£2.9 billion victory for pension campaigners
Posted on 17 December 2007 by
Pension campaigners are celebrating today, after the government announced a £2.9 billion rescue package.
The money will boost the funds available to workers who lost their pension when their company became insolvent.
Employees whose pension scheme failed through insolvency after April 2005 are covered by the Pension Protection Fund (PPF), which is funded through levies on qualifying schemes.
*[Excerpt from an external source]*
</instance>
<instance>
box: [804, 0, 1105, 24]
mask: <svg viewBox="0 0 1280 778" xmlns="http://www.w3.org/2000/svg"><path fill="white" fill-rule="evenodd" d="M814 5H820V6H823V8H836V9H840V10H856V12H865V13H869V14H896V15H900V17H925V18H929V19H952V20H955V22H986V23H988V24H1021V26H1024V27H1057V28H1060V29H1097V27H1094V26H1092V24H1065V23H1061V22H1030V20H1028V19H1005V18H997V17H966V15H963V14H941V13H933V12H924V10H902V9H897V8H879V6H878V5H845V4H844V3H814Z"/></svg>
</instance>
However, members of a scheme that failed before the PPF was established are covered by the Financial Assistance Scheme (FAS), which is part-funded by the government.
Today's announcement by Work and Pensions Secretary Peter Hain will bring the levels of compensation under the FAS, which had previously been lower than those for the PPF, up to the same level.
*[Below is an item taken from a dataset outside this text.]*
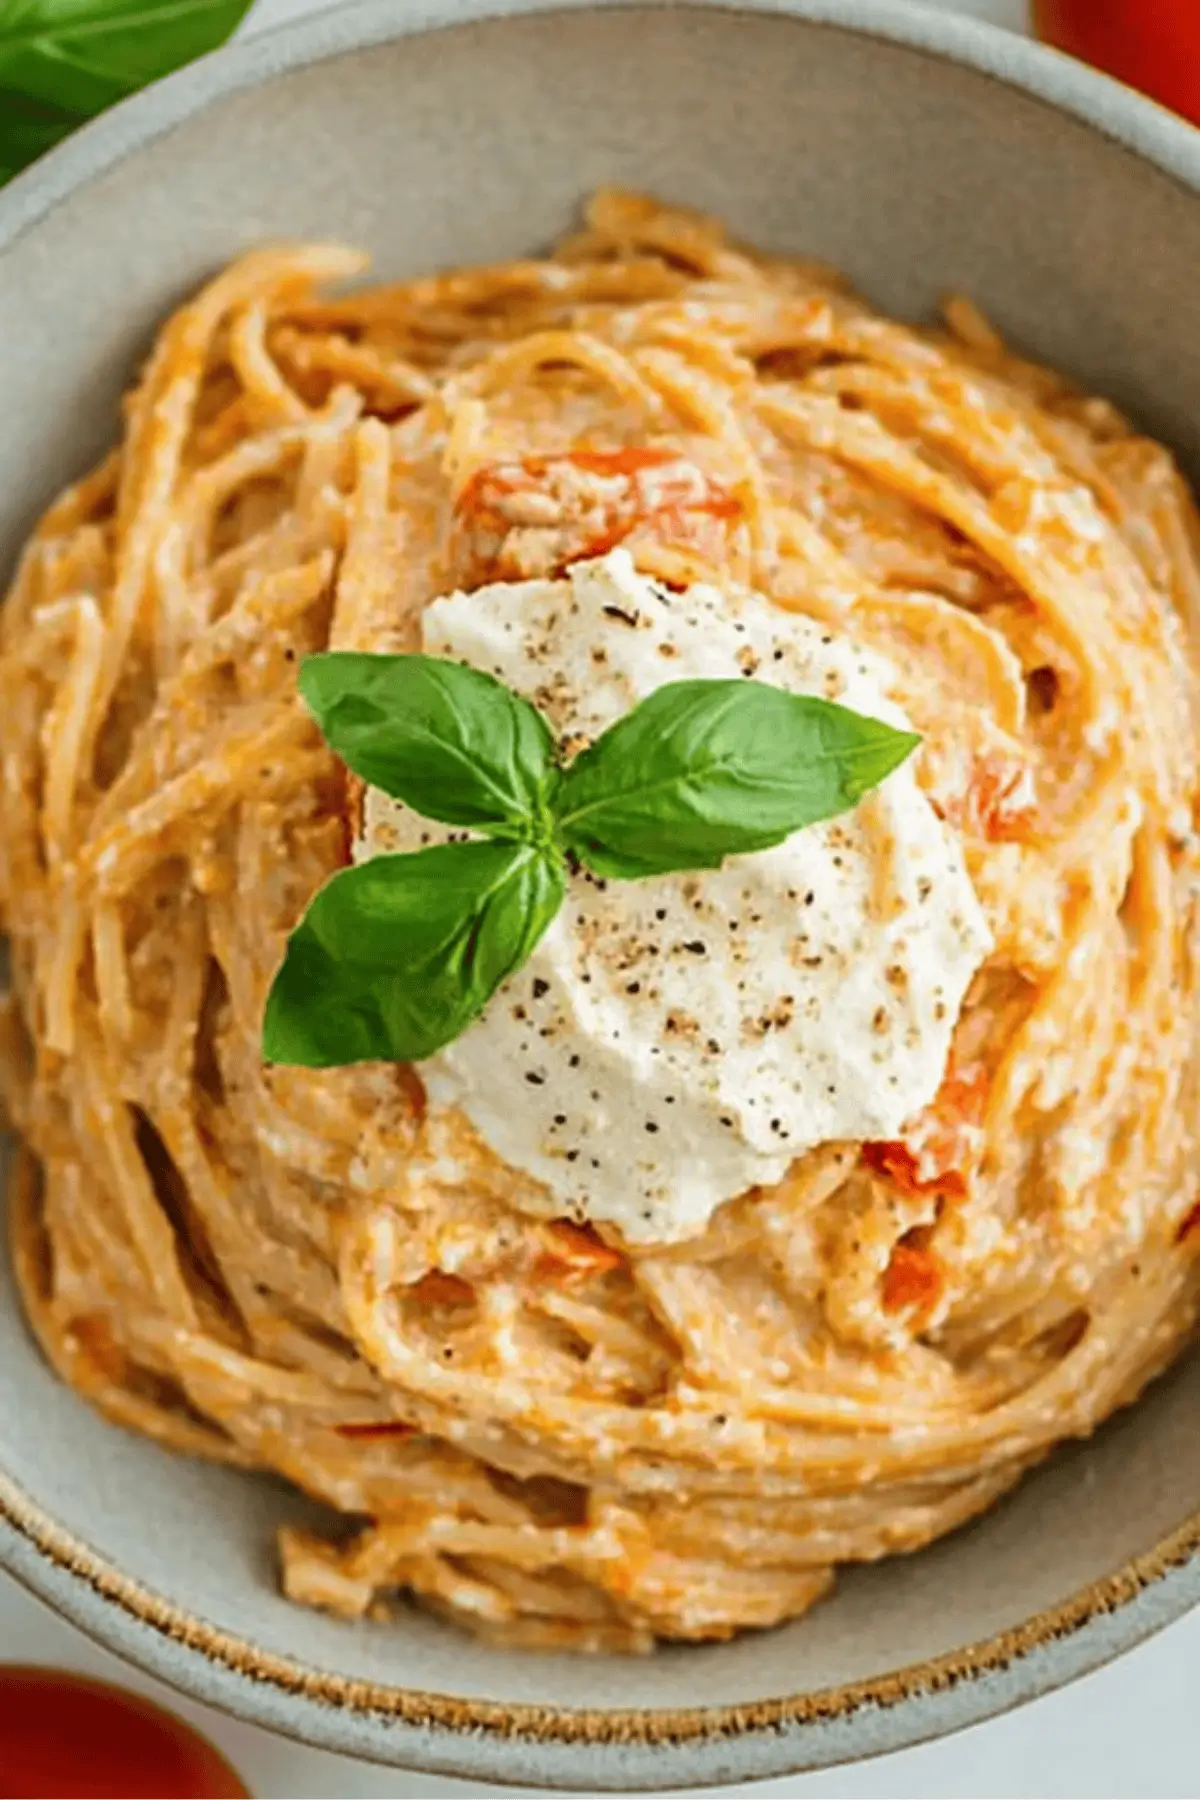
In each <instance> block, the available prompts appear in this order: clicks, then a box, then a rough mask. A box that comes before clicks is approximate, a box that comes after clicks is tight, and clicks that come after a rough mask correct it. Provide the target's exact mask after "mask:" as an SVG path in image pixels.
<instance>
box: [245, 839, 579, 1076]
mask: <svg viewBox="0 0 1200 1800" xmlns="http://www.w3.org/2000/svg"><path fill="white" fill-rule="evenodd" d="M561 902H563V869H561V864H560V862H558V860H556V859H554V857H549V855H545V853H542V851H538V850H533V848H531V846H527V844H486V842H479V844H437V846H435V848H432V850H421V851H416V853H414V855H399V857H374V859H372V860H371V862H363V864H360V866H358V868H351V869H342V871H340V873H338V875H335V877H333V880H329V882H327V884H326V886H324V887H322V889H320V893H318V895H317V898H315V900H313V904H311V905H309V909H308V913H306V914H304V918H302V922H300V923H299V925H297V929H295V931H293V932H291V940H290V943H288V954H286V958H284V963H282V967H281V970H279V974H277V976H275V983H273V986H272V992H270V997H268V1001H266V1015H264V1022H263V1057H264V1058H266V1060H268V1062H286V1064H299V1066H302V1067H308V1069H326V1067H335V1066H340V1064H347V1062H419V1060H421V1058H423V1057H432V1055H434V1051H437V1049H441V1048H443V1044H448V1042H450V1040H452V1039H455V1037H459V1035H461V1033H462V1031H464V1030H466V1028H468V1024H471V1021H473V1019H477V1017H479V1013H480V1012H482V1010H484V1006H486V1004H488V1001H489V999H491V995H493V994H495V992H497V988H498V986H500V983H502V981H507V977H509V976H513V974H515V972H516V970H518V968H520V967H522V963H524V961H525V959H527V958H529V954H531V952H533V949H534V945H536V943H538V940H540V938H542V934H543V932H545V929H547V925H549V923H551V920H552V918H554V914H556V913H558V909H560V905H561Z"/></svg>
Some 130,000 people who already qualify for the FAS will benefit. A further 11,000 people who had been excluded because their failed pension scheme belonged to a still-solvent employer will now also be covered.
The announcement, which brings the government's financial contribution to the FAS to £12.5 billion, has been warmly received. Pensions campaigner Peter Jackson said: "This is just brilliant news."
"I will now receive what I was due, which is a huge difference to what I would have received if the government had not acted."
Speaking to BBC News, shadow pensions minister Chris Grayling said: "Well done to my counterpart, Peter Hain, who's clearly won a tough battle in government over the Treasury and over Gordon Brown."